When adventurers imagine their perfect off-the-grid vehicle it may resemble something a lot like the Nissan Armada Mountain Patrol, a heavily modified SUV used by the automaker to demonstrates its off-road capabilities.
Nissan designers have traded the SUV’s stock components for far heavier equipment. A typical Armada has 33-inch tires. They have grown to 35 inches on the Mountain Patrol. It features heavy-duty steel bumpers, a sophisticated Icon Vehicle Dynamics coil-over suspension and a Cascadia Vehicle Tents unit that unravels over the roof to sleep four adults safe from rocks and critters.

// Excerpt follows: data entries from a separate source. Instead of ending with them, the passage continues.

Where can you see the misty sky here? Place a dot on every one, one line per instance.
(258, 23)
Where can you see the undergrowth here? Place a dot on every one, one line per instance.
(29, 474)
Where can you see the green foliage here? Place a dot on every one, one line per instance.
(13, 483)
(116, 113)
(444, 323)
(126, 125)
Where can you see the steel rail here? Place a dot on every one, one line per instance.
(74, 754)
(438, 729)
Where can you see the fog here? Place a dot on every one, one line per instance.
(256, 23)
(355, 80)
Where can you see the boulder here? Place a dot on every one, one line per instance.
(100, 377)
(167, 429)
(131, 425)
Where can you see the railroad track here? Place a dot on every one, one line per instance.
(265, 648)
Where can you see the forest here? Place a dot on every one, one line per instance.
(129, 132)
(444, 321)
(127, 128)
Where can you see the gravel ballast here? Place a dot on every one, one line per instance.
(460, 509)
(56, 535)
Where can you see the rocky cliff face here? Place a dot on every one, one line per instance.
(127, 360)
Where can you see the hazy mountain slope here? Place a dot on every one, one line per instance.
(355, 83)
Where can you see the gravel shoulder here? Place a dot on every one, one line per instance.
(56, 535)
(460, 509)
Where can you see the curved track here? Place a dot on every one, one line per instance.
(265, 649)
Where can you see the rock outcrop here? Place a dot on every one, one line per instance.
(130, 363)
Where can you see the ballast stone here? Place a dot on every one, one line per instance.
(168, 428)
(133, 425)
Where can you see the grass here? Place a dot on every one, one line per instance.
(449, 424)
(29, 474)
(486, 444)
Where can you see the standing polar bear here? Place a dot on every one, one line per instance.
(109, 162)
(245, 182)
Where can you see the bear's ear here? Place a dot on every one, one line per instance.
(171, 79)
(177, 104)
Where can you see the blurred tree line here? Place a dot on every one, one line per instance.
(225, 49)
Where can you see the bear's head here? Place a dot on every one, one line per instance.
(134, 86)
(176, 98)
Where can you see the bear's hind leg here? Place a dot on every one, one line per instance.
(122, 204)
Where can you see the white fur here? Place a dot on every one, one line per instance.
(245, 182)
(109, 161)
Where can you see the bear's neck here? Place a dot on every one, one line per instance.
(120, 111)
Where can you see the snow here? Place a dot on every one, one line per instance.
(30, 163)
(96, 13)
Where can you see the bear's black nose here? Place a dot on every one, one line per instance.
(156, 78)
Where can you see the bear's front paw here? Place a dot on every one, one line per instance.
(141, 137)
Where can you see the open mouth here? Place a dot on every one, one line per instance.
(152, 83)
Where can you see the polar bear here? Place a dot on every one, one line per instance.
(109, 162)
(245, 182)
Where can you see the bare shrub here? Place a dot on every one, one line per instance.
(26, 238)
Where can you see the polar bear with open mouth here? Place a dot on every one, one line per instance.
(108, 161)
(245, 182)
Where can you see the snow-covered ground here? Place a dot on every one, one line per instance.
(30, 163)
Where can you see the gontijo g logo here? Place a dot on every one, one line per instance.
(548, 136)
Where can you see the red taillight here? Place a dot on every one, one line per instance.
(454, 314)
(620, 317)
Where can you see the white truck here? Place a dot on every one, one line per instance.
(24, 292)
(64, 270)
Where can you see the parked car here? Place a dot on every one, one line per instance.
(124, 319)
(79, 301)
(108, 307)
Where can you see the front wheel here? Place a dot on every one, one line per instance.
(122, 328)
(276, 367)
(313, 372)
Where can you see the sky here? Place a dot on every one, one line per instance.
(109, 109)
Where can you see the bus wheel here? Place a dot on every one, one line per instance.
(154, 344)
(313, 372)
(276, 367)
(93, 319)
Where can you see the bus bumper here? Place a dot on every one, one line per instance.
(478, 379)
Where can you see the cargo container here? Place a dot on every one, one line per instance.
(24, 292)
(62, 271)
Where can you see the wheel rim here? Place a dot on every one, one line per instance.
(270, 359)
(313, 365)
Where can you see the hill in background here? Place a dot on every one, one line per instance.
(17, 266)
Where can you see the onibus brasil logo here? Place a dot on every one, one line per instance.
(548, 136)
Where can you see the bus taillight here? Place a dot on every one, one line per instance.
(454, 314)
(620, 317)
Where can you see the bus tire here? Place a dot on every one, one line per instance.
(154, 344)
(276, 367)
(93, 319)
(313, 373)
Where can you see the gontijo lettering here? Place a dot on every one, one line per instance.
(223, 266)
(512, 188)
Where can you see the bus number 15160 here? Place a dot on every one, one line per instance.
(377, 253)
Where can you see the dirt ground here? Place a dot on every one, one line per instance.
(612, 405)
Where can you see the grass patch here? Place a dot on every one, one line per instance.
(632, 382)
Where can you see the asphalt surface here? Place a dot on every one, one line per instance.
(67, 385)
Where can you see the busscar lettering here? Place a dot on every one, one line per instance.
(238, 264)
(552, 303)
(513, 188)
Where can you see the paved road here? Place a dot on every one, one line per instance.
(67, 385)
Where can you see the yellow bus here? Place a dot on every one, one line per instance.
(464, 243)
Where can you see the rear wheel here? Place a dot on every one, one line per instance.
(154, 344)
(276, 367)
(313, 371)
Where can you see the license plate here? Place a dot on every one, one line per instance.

Nissan timed its Mountain Patrol build for the 2018 Overland Expo West, the popular meeting for off-roaders and van-lifers in Flagstaff, Ariz. The automaker hopes its appearance will inspire Armada owners to take to the trails.
“We didn’t build this to show, we built it to run,” said David Page, a photographer for Fluid Peak Productions, experienced outdoorsman and Nissan consultant who guided the build of the Mountain Patrol.
Overlanding is experiencing rapid growth because it is more accessible than hardcore off-roading and more comfortable than rough camping. The 2018 Overland Expo West welcomed the most attendees and exhibitors since the event was founded in 2009. Organizers expected a record crowd of 14,000 attendees over the course of the weekend, up from 12,000 in 2017. The number of exhibitors grew by 30 percent to 365.
Nissan wants in on the fun and used the one-off Mountain Patrol to demonstrate what can be done with its vehicles. Vehicles such as the Jeep Wrangler and Toyota Tacoma are staples of the overlanding community where Nissan lacks a presence. Some Titan XD pickup trucks and a single Armada were scattered about the campground area, but otherwise the company’s products were hard to find.
Through an afternoon of driving the Armada Mountain Patrol conquered rocky trails high up in Arizona backcountry. Its upgraded suspension and tires handled the rocky minefields and shallow gullies the Coconino National Forest threw at— even carrying an additional 1,400 pounds.
A stock 2018 Armada also performed well on the same route. Its 5.6-liter V8 engine helped the SUV zip through high-speed dirt sections, and its electronic transfer case provided effective four-wheel drive.
But the Armada Mountain Patrol offered a completely different experience. Where the stock Armada tiptoed around treacherous spots, the Mountain Patrol barreled over them. Its ride remained balanced and its steering offered more feedback.
Driving the Armada required scanning the ground 3 feet ahead at nearly all times. Driving the Mountain Patrol required the willpower not to stomp the accelerator and blast away from the rest of the group.
The Mountain Patrol is aimed at Armada owners who may be considering an overland rig of their own. Nissan sold more than 9,000 Armadas through the first quarter of 2018, an increase of nearly 25 percent compared with the same period in 2017, according to research firm Autodata Corp. If the company can motivate a fraction of its owners to venture into overlanding it could rebrand the SUV’s reputation.
Overlanding provides an ease and accessibility to the outdoors. But minor hiccups still persist. The extra weight on the Mountain Patrol affects its acceleration, and the assorted racks and equipment rattle on. During a rest period high above dazzling forests and canyons the group noticed one of the front tow hooks on the Mountain Patrol had come loose and fallen off miles earlier.
Page came around the front to inspect.
“Well, that’s overlanding,” he said.